A venda da "Chagodias" era um ponto de referência. Localizada a meio caminho entre a nossa casa e a Camacha, e apenas uma ladeira antes da paragem do horário, praticamente em todas as conversas que envolviam percursos se falava nela. "Encontrei a senhora Maria na Chagodias." Talvez: "Começou a chover quando se vinha um pedacinho acima da Chagodias." "Ainda íamos abaixo da Chagodias, à hora que o horário sai da Camacha." Chagodias para cá, Chagodias para lá. Muito raramente entrávamos para comprar alguma falta, pois a venda onde fazíamos as compras da semana era outra. Lembro-me de pensar, intrigada, sobre qual seria o significado de "Chagodias", uma palavra que não se parecia com nenhuma outra.
Depois de passar a infância e a adolescência a dizer e a ouvir Chagodias, eis que o mistério foi desvendado. Chagodias é, afinal: Achada Diogo Dias. É o local e não apenas a mercearia, a que também chamavam do "Vermelho".
Achada Diogo Dias. Chagodias: três palavras resumidas numa, à boa maneira da economia popular. Hoje até existe uma placa pintada com o nome da rua: Rua Achada Diogo Dias. Fiquei contente com a solução deste mistério. Mas também fiquei triste. De cada vez que vejo resolver-se um mistério, por mais pequeno que seja, sinto-me assim. Com lágrimas nos olhos, deixo que a vida me afaste mais alguns passos da infância.

terça-feira, outubro 12, 2004

Os sapatos da Ti Carolina

Muitos anos depois de ter casado, quando toda a gente já se tinha esquecido até do marido que lhe fugira para Lisboa, deixando-a sozinha com um bando de filhos, a ti Carolina às vezes exclamava, com seriedade: "Já me arrependi de ter comprado os sapatos daquela moda." Referia-se aos sapatos do casamento e por isso é que esta história nunca foi esquecida. A ti Carolina já morreu há bem mais de vinte anos e ainda hoje, na minha família, continuamos a usar esta expressão sempre que alguém se arrepende de coisas passadas há tanto tempo que já deviam ter sido esquecidas.
Hoje estou nostálgica e caí nesse erro, o de arrepender-me de coisas passadas. Mas apercebi-me a tempo e, com um sorriso, exclamei para os meus botões: "Pois é, os sapatos da ti Carolina, tal e qual." A ti Carolina deve estar contente. Nunca foi esquecida. E tudo graças aos sapatos de um casamento que nem sequer foi feliz.

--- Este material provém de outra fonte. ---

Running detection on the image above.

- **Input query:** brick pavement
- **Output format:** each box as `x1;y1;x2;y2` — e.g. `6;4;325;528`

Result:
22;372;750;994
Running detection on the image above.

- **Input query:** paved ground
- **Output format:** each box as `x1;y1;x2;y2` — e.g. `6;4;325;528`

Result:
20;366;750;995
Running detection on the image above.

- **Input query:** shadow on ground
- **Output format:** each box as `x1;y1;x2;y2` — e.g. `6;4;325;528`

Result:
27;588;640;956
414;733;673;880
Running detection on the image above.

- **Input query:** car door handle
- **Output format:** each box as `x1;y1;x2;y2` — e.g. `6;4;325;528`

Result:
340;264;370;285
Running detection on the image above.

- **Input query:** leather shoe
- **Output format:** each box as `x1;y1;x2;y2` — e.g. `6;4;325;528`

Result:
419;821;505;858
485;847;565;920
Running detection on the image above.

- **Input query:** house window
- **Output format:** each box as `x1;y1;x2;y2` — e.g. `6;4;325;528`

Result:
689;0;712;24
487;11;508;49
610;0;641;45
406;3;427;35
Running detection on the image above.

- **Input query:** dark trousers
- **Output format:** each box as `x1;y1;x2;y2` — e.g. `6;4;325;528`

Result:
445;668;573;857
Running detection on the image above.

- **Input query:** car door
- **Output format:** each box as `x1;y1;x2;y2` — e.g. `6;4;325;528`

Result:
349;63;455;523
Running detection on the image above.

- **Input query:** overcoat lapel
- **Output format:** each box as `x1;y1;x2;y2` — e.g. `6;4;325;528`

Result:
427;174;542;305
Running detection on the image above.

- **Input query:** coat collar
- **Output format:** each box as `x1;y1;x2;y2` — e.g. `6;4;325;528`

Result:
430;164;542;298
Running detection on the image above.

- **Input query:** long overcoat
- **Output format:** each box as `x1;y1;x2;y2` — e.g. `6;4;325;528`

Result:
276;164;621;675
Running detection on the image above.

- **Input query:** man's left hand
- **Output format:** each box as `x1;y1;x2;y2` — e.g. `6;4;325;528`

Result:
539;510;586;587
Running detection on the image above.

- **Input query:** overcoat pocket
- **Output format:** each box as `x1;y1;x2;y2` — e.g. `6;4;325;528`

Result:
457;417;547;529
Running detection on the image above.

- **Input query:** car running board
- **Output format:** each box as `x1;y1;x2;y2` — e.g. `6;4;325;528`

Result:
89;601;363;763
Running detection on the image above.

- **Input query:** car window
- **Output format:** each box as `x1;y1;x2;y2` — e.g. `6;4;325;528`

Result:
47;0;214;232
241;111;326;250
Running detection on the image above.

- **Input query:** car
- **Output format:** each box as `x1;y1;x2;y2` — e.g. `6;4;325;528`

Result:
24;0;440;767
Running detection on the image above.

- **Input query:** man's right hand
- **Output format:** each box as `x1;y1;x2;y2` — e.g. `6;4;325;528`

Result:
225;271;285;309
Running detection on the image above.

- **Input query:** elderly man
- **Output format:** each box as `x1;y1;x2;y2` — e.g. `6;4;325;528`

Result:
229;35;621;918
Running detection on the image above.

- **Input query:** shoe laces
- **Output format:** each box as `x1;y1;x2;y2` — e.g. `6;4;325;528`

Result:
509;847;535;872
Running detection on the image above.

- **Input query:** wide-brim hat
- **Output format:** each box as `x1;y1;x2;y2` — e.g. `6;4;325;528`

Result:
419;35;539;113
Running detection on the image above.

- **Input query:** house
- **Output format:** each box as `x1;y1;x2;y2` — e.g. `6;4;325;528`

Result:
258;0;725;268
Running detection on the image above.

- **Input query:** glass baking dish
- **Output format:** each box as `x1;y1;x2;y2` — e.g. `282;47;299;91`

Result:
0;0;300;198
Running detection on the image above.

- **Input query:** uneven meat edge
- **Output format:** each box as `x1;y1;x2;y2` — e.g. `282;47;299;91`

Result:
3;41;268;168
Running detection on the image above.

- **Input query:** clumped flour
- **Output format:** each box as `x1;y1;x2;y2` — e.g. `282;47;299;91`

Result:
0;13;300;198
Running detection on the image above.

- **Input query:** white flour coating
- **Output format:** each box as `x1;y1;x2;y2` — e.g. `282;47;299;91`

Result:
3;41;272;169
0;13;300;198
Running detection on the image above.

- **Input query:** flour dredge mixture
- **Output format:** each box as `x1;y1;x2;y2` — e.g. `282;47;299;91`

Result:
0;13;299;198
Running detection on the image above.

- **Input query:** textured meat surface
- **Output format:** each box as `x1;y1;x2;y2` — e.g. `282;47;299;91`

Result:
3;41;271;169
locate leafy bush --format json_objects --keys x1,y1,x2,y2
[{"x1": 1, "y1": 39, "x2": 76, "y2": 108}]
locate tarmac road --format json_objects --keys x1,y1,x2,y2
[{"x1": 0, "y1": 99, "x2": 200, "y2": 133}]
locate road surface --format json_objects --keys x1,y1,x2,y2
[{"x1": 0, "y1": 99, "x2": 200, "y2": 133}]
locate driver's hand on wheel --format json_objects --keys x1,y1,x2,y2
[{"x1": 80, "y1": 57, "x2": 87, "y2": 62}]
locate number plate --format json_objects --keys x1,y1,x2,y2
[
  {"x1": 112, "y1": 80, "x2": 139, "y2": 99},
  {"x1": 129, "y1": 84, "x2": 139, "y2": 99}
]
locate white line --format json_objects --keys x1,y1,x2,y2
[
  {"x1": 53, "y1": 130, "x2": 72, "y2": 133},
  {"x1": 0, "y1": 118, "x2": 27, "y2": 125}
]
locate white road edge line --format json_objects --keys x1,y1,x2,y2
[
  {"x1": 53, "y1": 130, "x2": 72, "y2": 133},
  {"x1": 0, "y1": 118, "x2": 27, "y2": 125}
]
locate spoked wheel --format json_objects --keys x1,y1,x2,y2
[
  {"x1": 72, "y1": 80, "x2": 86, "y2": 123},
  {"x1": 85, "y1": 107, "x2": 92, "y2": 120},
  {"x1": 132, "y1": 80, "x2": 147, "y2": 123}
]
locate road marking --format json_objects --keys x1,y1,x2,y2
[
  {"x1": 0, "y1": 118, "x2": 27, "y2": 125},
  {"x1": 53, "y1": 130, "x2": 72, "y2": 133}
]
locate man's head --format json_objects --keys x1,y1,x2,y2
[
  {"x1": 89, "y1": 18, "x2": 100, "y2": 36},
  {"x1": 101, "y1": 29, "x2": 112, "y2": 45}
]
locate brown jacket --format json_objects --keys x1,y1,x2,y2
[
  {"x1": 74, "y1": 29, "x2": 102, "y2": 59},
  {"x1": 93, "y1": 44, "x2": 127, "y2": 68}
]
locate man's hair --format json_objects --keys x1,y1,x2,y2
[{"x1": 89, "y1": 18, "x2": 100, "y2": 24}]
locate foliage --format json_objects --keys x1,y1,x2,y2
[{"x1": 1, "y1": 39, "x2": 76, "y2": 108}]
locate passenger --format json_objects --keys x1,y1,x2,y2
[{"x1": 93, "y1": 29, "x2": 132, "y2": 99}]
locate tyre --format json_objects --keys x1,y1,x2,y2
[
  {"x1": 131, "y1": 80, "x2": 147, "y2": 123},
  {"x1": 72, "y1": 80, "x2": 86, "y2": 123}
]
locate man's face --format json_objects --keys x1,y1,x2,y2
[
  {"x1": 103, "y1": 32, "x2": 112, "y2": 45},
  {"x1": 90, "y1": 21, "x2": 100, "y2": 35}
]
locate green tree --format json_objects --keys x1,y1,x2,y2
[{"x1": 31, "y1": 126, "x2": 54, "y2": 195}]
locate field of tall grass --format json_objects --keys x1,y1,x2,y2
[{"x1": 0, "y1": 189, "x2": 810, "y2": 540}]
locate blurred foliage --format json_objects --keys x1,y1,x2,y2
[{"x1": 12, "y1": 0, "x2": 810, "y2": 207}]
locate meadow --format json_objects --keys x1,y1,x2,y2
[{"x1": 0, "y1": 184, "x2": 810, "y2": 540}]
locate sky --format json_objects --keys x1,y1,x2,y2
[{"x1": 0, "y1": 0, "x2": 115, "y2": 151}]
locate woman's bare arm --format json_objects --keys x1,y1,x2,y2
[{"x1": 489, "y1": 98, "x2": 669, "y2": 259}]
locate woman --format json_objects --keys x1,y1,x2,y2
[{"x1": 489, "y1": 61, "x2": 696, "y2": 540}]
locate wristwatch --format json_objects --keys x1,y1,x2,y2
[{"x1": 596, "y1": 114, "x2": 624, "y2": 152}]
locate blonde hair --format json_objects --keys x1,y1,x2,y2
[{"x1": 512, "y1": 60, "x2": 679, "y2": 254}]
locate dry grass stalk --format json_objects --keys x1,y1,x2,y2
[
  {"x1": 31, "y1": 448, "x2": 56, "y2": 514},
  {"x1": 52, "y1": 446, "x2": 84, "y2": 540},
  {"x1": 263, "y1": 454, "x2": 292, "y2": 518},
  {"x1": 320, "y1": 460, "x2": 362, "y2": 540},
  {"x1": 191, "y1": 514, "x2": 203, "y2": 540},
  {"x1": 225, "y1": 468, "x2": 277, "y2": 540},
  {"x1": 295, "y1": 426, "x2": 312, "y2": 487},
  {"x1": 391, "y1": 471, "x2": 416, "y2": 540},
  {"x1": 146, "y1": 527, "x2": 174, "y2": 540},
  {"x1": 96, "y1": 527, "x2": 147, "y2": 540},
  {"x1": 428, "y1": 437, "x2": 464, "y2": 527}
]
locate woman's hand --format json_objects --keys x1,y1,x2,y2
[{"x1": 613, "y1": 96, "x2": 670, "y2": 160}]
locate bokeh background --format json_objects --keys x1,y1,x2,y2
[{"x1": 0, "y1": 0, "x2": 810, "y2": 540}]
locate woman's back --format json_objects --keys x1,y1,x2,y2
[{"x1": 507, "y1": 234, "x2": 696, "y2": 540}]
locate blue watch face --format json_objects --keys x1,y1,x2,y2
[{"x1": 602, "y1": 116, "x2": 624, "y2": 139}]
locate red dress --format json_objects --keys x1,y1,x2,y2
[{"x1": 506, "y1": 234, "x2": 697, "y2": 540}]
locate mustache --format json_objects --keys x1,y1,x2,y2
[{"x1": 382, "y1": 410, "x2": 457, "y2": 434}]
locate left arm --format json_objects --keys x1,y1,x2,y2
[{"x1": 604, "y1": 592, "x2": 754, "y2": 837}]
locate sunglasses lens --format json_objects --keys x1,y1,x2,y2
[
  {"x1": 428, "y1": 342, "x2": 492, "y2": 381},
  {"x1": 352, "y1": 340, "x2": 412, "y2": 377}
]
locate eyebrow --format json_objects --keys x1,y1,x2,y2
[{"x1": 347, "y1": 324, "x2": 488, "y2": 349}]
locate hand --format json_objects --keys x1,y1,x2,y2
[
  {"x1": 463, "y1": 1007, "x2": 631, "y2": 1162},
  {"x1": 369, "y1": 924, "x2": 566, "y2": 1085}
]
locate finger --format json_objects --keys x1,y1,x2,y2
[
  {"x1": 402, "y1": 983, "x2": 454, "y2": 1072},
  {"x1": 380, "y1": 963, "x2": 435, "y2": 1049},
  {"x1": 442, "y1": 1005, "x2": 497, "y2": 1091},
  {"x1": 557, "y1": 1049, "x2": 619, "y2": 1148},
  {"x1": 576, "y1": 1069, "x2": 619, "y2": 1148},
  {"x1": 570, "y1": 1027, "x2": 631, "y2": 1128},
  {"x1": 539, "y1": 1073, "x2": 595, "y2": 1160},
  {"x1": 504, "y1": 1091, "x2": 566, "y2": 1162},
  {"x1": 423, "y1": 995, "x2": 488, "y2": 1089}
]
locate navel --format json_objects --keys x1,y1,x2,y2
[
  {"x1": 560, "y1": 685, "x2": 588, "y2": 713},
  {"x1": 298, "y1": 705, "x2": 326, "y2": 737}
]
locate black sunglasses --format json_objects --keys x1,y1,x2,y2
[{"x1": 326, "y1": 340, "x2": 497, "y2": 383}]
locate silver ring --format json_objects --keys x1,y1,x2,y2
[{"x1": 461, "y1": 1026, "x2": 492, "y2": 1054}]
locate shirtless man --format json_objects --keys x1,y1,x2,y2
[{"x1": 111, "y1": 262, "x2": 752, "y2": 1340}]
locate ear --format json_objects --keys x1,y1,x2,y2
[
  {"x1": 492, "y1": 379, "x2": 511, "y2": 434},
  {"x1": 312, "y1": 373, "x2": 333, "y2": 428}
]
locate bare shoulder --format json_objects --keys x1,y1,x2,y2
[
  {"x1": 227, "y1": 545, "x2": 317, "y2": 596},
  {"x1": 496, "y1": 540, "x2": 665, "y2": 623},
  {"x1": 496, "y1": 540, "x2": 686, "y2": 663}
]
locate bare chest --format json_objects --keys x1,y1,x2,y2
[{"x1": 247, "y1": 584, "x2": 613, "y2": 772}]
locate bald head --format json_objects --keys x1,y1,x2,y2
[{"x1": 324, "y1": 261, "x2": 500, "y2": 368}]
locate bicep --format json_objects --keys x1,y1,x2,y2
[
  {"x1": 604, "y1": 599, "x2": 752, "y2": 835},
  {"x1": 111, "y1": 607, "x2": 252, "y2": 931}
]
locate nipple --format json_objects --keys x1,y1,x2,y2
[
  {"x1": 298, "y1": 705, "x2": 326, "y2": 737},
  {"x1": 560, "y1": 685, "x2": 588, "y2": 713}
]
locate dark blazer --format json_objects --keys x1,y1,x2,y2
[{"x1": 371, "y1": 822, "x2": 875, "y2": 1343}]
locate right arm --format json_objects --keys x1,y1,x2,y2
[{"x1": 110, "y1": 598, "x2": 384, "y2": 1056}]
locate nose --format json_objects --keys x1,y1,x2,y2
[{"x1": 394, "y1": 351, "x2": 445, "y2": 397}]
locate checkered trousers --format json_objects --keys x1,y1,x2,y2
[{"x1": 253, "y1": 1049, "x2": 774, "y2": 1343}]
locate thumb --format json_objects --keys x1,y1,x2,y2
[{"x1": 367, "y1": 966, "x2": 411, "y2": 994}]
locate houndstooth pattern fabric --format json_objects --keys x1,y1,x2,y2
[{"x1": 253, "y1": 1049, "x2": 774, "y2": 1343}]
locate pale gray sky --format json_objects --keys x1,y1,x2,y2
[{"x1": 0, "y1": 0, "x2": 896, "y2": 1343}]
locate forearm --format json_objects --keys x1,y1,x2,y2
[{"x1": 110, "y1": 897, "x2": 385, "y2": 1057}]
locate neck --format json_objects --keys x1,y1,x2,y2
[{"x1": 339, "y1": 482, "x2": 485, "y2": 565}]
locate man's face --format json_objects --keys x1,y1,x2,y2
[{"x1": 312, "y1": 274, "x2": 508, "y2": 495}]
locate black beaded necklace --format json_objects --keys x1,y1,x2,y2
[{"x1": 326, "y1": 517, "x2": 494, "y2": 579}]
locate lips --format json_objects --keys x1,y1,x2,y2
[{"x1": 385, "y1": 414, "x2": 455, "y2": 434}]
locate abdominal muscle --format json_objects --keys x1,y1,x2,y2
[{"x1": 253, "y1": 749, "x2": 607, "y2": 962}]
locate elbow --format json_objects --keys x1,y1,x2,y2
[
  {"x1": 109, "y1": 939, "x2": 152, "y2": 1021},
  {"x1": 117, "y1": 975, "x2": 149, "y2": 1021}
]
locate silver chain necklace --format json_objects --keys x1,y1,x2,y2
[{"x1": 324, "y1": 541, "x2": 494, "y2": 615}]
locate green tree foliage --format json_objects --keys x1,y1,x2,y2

segunda-feira, outubro 11, 2004

Burra do cisco

Há anos que não ouço a palavra "cisco". Na minha infância, o cisco era o lixo. Qualquer lixo era cisco. "Já varreste o cisco?" "Esta casa está cheia de cisco!" "Vai deitar isto num instante à poça do cisco."
Um pouco abaixo do quintal, à frente de um poio e antes do corador, tínhamos a "poça do cisco." Atirávamos tudo para lá e de vez em quando a minha mãe transformava o cisco numa fogueira. Só devo ter aprendido a palavra "lixo" nalgum texto do livro da escola, ou mais provavelmente nalgum programa de televisão, quando finalmente tivemos também direito ao aparelho mágico que trazia pessoas dentro.
"Sua burra do cisco!" Quando me queriam mostrar que tinha feito alguma asneira, chamavam-me "burra do cisco." Não havia nada pior do que ser uma "burra do cisco". Era a forma de os adultos mostrarem que estavam zangados com os meus comportamentos de criança.
Hoje ninguém me chama "burra do cisco" mas às vezes sinto-me uma. Com várias escolhas pela frente, ou fico perdida na indecisão, ou decido-me pelas erradas.
Era tudo tão fácil quando havia alguém a orientar-me no caminho certo, ainda que fosse dizendo apenas: "Não faças isso, sua burra do cisco!".





domingo, outubro 10, 2004

Fazer arroz na missa

Nunca mais fizeram arroz na missa. Agora, quase sempre é o grupo de jovens que canta e muito afinadinho. Acabou-se o arroz e eu confesso que tenho algumas saudades. "Fazer arroz" significa desafinar. Antigamente, havia arroz todos os domingos. Havia sempre alguém que levantava a voz mais do que os outros, como para sobressair, ou alguém que não conseguia acompanhar o grupo, ao som do órgão, e o resultado era drástico.
As pessoas que assistiam à missa olhavam umas para as outras, e nessa troca de olhares manifestavam uma cumplicidade geral. Às vezes esboçavam um sorriso, de outras vezes um encolher de ombros, ou apenas um levantar de sobrancelhas e uma espécie de careta. Algumas mais afoitas atreviam-se a sussurrar algo ao ouvido da vizinha mais próxima. Ou então sentiam vergonha, como eu, e tentavam disfarçar, fixando algum pormenor da Igreja.
Lembro-me de ouvir perguntar a quem acabava de chegar a casa, vinda da missa, ainda afogueada pelo cansaço da longa caminhada, se tinham feito muito arroz. A resposta era deliciosa, pois de cada vez a imaginação transformava o simples arroz num prato mais elaborado: "Uh se houve...e desta vez o arroz até era com couves e feijão!"
Talvez as pessoas estivessem mais atentas à missa, na tentativa de se aperceberem bem de todo o arroz. E talvez a memória da missa se mantivesse viva durante mais tempo. Talvez as pessoas se sentissem mais unidas, numa cumplicidade que não precisava de muitas palavras.
Como terá nascido a expressão "fazer arroz"? Nem sequer sei se é usada em toda a ilha, ou até noutros locais do país. Ouço-a desde pequena na boca das pessoas da minha paróquia e não sei mais nada. Perguntei à minha mãe e ela tentou encontrar uma explicação. "O arroz cru quando é atirado ao chão, faz um barulho...vês? É desafinado!" E exemplificou com um punhado de grãos.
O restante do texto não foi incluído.